Dopo quel trauma emotivo che è stato Endgame mi è tornata in mente e rileggerla è stato ancora più tremendo.
Detto questo ho pensato: perchè soffrire da sola?
E così ho chesto il permesso all'autrice per tradurla in modo da diffondere la tristezza..mm volevo dire questa bellissima storia.

 
 
 
 
Ansimando, con il sudore che gli annebbiava la vista e il sapore del sangue in bocca, Tony si ritrovò a fissare la cosa che, nelle mani di un pazzo, aveva distrutto così tante vite.
Un Titano pazzo.
 
Sembrava innocuo adesso, mentre giaceva a terra davanti a lui.
Tony sapeva che era ben lontano da esserlo.
Una cosa così potente non sarebbe mai potuta essere innocua.
Tony lo sollevò e sfiorò con la punta delle dita la superficie dorata, mentre la sua mente volava, volava, volava.

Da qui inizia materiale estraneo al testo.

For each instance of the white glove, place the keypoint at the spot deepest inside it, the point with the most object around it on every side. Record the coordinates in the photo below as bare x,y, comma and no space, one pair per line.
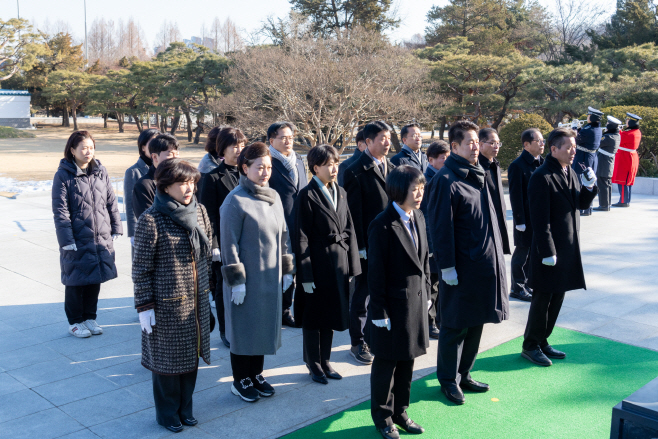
147,320
383,323
550,261
238,293
449,276
588,178
287,281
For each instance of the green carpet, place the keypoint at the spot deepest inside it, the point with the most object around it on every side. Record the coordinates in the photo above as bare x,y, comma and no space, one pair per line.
571,399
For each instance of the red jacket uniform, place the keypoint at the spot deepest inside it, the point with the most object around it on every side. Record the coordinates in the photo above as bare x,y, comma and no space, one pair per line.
626,159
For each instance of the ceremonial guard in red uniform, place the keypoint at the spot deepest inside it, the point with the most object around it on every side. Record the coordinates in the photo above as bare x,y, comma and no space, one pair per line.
627,160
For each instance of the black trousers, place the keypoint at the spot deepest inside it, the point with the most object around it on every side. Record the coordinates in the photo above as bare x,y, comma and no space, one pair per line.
434,311
544,310
317,349
81,303
390,390
359,305
246,366
218,296
458,349
520,261
605,191
173,397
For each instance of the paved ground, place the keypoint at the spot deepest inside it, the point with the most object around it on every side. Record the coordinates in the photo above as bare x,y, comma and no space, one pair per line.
54,385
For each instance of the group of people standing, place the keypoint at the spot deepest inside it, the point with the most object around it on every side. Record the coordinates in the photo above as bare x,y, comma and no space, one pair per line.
423,235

Prese un respiro profondo e rivolse il volto verso le stelle.
Tony infilò il Guanto.
Ci fu un lampo di potere, puro e bruciante, che gli scorse nelle vene.
Quel poter invase ogni minima parte del suo essere, in un momento che sembrò durare allo stesso tempo un secondo e un’eternità.

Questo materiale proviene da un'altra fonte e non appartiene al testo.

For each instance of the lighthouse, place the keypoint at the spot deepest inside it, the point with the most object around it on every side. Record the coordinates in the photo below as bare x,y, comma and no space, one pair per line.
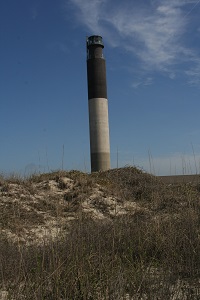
98,105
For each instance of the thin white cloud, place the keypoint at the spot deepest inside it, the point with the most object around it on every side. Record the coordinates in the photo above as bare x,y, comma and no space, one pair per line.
154,32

Quel potere lo attirava a sé con un’intensità che non poteva essere ignorata.
Esigeva che lo raggiungesse.
Esigeva che vedesse.
Tony si lasciò avvolgere, si abbandonò a quel potere e in quel secondo senza fine, l’Infinito si palesò di fronte ai suoi occhi.
 
Tony vide tutto ciò che era in quel momento, ciò che era stato nel passato, ciò che poteva essere nel futuro.
Ciò che poteva essere se avesse voluto, se avesse usato il potere delle Gemme per ottenerlo.
Il codice dell’Universo giaceva lì a portata di mano.
Tony vide tutte le persone scomparse tornare dalle proprie famiglie e dai propri amici, li vide riapparire dalla cenere come se non fossero mai spariti.
Vide la Terra stessa, di un vibrante verde e blu guarire da tutti i danni che quel pazzo le aveva arrecato. L’aria pulita, gli alberi alti e folti, l’acqua profonda, tutto in abbondanza.
Per tutti.
E non solo la Terra.
No, Tony vide l’intero universo riprendersi dalla distruzione arbitraria e insensata di Thanos.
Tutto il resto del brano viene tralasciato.